Interestingly, in a big way, we started after 9/11 because none of the actors wanted to fly. We also had shows like ER where the actors were used to shooting on the Chicago waterfront in the middle of winter, when it’s freezing. They’d be shooting all night long in nasty weather, and nobody likes that.
We found that we could shoot it in such a way with the virtual back lot that the directors would have complete freedom of camera movement. You can do tricks with exposure and focus where the end product actually looks better than what they had been getting in live action photography and on location.
Then we started building a library of immersive environments and we used it very heavily on 24. Now, we’re using it very heavily on shows like Touch. It’s a really great solution for runaway production because with the right level of technology, you can shoot right here in Los Angeles and you can be anywhere in the world you want to be. That’s a very liberating thing for the writers.
Some of Stargate Studios’ Handiwork:
What is the most popular virtual backdrop requested?
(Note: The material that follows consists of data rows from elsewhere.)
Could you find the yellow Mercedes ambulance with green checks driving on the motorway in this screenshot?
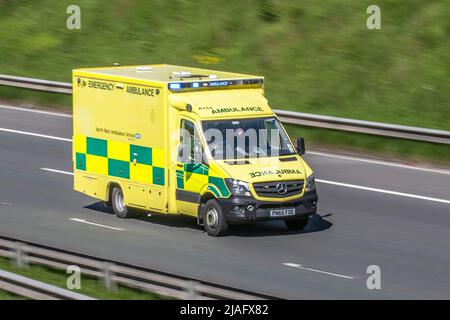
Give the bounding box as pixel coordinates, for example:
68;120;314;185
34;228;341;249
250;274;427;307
73;65;317;236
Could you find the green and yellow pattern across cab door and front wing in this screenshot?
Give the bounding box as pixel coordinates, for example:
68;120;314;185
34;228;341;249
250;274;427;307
176;163;230;198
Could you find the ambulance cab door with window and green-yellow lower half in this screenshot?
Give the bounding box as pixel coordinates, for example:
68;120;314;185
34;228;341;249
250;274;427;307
175;117;209;216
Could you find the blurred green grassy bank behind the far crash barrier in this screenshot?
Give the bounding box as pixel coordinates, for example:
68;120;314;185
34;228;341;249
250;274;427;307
0;0;450;159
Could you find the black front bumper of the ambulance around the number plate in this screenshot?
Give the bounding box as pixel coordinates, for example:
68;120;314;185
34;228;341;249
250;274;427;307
218;191;318;224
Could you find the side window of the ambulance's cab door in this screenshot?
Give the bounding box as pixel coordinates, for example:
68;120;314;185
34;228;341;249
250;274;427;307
178;119;203;163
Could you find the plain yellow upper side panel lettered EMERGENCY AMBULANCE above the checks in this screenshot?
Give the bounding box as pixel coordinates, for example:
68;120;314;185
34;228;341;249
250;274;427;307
74;75;167;154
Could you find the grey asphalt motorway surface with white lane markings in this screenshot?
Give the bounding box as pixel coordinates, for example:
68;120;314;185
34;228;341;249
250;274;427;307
0;106;450;299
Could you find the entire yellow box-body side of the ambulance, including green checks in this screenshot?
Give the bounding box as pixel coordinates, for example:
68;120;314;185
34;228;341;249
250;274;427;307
73;72;169;210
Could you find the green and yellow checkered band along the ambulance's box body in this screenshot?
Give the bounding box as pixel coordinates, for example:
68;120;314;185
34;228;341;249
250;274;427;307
74;136;165;186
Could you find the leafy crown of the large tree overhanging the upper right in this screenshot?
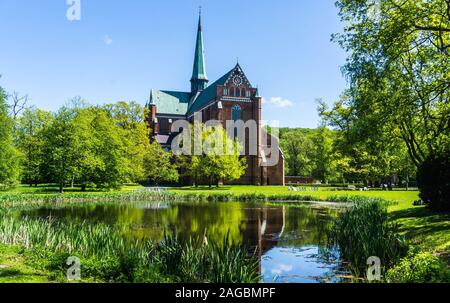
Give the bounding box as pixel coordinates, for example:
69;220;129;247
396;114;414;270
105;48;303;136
321;0;450;175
Las Vegas is one that’s common, because shooting in a Las Vegas casino is very tough, but if you virtualize it, you have your very own casino on a green screen. The other one that’s tough is Washington DC because of the permits. We did it a lot with 24 and NCIS, where they want to shoot inside the Lincoln Memorial or on the steps of Congress and you just can’t shoot there. We’ve staged scenes in front of the Trevi Fountain, The Vatican; you can’t shoot at these places for a number of reasons. The virtual environment really enhances the creative potential of the project but it also solves the financial problem for the producer, which is how do you get a bigger look for less money?
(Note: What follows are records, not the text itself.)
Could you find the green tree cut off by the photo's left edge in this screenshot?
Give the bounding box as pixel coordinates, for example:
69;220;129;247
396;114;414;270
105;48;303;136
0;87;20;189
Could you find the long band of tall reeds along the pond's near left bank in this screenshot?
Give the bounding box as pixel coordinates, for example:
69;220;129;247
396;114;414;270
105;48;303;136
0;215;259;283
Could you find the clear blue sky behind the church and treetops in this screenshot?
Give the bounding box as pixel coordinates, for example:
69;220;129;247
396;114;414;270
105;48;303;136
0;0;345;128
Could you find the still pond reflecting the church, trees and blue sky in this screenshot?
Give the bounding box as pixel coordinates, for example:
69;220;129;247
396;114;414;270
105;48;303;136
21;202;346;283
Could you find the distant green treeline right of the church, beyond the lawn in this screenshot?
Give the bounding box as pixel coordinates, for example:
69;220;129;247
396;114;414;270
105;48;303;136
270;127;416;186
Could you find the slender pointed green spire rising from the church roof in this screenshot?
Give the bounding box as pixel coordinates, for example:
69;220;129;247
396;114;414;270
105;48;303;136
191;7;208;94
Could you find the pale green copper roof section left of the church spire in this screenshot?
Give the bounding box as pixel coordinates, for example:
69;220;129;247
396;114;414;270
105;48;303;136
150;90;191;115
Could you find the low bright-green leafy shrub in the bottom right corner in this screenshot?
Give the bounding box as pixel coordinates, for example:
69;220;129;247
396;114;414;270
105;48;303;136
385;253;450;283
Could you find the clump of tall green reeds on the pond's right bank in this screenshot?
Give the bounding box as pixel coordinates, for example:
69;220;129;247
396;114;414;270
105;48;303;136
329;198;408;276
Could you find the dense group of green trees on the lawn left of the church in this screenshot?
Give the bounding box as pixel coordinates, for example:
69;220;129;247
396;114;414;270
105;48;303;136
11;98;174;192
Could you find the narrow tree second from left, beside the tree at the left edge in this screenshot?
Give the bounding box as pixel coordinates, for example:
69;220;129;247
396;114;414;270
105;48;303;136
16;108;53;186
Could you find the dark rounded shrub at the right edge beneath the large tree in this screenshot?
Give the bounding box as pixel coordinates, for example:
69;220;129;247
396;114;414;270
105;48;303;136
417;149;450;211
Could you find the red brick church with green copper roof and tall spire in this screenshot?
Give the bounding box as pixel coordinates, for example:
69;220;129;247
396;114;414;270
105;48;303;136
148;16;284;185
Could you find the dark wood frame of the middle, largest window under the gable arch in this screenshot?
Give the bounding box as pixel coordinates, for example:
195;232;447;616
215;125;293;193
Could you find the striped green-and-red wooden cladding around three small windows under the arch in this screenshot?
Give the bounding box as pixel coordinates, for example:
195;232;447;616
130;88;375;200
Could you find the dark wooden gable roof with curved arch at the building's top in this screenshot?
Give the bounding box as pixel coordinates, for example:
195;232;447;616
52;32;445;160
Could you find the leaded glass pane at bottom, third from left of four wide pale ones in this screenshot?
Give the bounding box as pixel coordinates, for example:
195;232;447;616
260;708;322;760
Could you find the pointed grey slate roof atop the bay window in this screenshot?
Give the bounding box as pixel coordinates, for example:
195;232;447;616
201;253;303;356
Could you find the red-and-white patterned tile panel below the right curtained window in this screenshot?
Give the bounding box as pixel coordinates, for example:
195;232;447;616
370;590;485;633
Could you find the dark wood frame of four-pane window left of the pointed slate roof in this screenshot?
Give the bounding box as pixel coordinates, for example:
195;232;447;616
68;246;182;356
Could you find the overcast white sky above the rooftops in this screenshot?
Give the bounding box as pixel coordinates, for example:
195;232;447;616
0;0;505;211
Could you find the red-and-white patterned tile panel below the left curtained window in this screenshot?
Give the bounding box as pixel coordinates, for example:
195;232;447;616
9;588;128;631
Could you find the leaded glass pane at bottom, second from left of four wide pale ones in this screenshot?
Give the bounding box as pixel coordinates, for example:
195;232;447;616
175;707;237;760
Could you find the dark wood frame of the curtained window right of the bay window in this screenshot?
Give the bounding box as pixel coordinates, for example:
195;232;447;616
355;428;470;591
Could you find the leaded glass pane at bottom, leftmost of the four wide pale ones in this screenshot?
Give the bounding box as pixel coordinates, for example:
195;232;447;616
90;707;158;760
How has virtual location shooting changed the creative process of scriptwriting?
Writers can now reverse-engineer their concept based on the virtual environments that we have. They’ll say, “I want a beach scene, but I don’t know where I want to play it,” and we say, “Well, we have Hawaii, Bora Bora, Malibu,” and they can actually look at the environment and determine what works for the scene.
How do you shoot the backdrops in the Stargate Studios library?
They are shot with multiple camera rigs; I usually shoot with 9 or 10 cameras at once. We shoot high dynamic range. We shoot circle vision. We shoot super high resolution. Our latest circular environments are about at least 20 times higher resolution than HD. We also do 3D environments, 3D augmentation, 3D sets, 3D set extensions and completely computer generated environments that are sort of real.
We try to use reality whenever possible but if you can blend it with 3D computer generated elements, you can do much more camera movement and it feels more real. Many times, it’s to say: look, we want five news helicopters up there or I want to see a bridge, but I don’t want that bridge. I want to see a different kind of bridge. We’re definitely starting to get into more traditional visual effects applications and blending those with virtual back lot to ultimately enhance reality.
So ultimately, the virtual backlot provides infinite possibilities for shooting locales, is cost-effective, essentially good for the environment, and pretty much halts the threat of runaway production. Is it too good to be true?
You can shoot scenes at magic hour [the first and last hour of sunlight during the day, ideal for shooting], you can shoot scenes where you can control time and weather and the actors can work on a normal schedule. And the producers are happy because you can shoot about twice as many pages on stage as you can on location. It works out financially, it works out creatively, and the audience gets a better product. Everybody wins.